Zac Hatfield-Dodds <[email protected]> added the comment:
(I think structuring this as a high-level explanation is clearer than
point-by-point replies - it covers most of them, but the logic is hopefully
easier to follow)
The core idea of Hypothesis is that making random choices is equivalent to
parsing a random bitstring:
- wrap your test function in a decorator which calls it many times with
random inputs
- describe those inputs with strategies, (which are parser combinators)
- the bytes parsed by strategies can be provided by a Random() instance,
saved to and loaded from a database, edited and (maybe) re-parsed into related
or simpler inputs, etc.
Minithesis [1] is a complete implementation of this core, including strategies,
shrinking, and the database, in a few hundred lines of Python. I think reading
this will answer most of your implementation questions.
Hypothesis is not the *only* property-based testing library for Python (there's
pytest-quickcheck), but in the same sense that `six` is not the only py2/py3
compatibility layer. I attribute this to a combination of a better underlying
model [2], and brute implementation effort to provide great error messages,
integration with popular libraries, lots of strategies, related tooling, and so
on.
[1] https://github.com/DRMacIver/minithesis
See also https://hypothesis.works/articles/how-hypothesis-works/ for an
older writeup; the implementation details are a little outdated but it explains
the motivations better.
[2] https://hypothesis.works/articles/types-and-properties/
So a "strategy" is an object (implementation detail: a parser combinator,
instance of SearchStrategy), which tells Hypothesis how to convert a random
bytestring into whatever object you've asked for.
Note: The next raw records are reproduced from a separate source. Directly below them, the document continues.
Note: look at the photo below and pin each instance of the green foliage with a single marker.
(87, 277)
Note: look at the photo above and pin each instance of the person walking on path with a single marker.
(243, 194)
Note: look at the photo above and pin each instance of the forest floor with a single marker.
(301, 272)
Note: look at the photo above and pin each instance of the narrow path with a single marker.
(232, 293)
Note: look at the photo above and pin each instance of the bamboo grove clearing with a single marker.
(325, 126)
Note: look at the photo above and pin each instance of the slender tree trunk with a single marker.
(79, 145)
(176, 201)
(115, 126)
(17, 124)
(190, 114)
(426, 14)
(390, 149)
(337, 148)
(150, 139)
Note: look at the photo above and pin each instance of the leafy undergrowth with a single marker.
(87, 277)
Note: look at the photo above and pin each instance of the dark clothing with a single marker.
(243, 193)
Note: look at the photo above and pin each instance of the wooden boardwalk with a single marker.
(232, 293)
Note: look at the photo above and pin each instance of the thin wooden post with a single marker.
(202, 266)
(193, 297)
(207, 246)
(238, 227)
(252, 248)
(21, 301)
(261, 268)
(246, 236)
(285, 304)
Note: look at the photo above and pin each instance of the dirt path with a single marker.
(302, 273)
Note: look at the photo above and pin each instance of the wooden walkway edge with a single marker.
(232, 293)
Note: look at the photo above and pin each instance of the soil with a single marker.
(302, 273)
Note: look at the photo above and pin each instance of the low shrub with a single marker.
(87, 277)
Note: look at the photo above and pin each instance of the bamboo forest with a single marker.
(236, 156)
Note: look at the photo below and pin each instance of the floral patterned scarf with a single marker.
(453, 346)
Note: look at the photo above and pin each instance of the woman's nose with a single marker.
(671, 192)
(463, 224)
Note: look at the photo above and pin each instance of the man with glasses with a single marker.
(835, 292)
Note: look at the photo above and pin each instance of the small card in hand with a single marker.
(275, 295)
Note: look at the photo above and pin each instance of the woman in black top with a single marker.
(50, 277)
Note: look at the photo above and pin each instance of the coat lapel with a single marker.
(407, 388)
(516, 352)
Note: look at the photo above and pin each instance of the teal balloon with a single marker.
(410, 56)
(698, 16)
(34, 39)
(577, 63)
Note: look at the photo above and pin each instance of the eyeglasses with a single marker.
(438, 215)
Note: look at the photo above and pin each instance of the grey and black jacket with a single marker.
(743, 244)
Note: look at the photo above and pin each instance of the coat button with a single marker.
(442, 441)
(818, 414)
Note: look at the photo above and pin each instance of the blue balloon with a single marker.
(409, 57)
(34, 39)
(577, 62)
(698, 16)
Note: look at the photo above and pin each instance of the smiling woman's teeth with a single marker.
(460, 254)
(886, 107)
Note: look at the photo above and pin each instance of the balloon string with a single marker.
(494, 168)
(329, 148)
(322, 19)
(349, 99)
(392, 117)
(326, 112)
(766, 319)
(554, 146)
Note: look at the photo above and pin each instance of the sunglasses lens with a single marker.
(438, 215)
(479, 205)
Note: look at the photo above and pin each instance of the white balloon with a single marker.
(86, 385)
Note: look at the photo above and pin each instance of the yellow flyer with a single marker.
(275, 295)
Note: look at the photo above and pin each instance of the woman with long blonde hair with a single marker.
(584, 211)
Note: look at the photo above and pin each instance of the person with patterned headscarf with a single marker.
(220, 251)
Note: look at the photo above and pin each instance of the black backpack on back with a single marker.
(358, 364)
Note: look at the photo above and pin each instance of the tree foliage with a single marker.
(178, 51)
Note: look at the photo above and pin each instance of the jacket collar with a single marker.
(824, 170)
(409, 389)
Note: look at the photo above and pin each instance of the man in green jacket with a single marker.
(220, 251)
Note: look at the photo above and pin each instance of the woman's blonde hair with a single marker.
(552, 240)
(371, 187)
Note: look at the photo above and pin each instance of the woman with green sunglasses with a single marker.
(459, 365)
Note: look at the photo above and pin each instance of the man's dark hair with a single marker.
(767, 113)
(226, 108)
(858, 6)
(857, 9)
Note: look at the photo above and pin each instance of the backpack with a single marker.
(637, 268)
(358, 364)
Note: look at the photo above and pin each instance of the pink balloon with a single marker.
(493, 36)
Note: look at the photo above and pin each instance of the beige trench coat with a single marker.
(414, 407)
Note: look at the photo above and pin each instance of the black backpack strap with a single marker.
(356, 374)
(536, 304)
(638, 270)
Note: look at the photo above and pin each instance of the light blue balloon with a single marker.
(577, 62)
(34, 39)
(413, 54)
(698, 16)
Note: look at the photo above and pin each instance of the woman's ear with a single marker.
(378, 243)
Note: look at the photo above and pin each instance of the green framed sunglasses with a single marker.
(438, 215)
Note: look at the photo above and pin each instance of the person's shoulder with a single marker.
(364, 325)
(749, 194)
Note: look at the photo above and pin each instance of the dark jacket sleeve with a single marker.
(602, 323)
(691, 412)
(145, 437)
This is a little unusual,
but I haven't found a better way which still makes it easy to mix the strategy
primitives with arbitrary user code such as "pick a username, ensure it's in
the database, and then pass it to my test method".
I share your distaste for "Haskell in Python"; I don't think Hypothesis
introduces more of that flavor than Numpy would introduce Fortran idioms -
there's occasionally a resemblance, but they're both Python-first libraries and
I'd attribute it mostly to the problem being solved. FWIW Hypothesis
deliberately rejected most of the design choices of QuickCheck, and
implementation-wise has more in common with unixy fuzzing tools like AFL.
The strategies in our API can generally be divided into useful primitives (e.g.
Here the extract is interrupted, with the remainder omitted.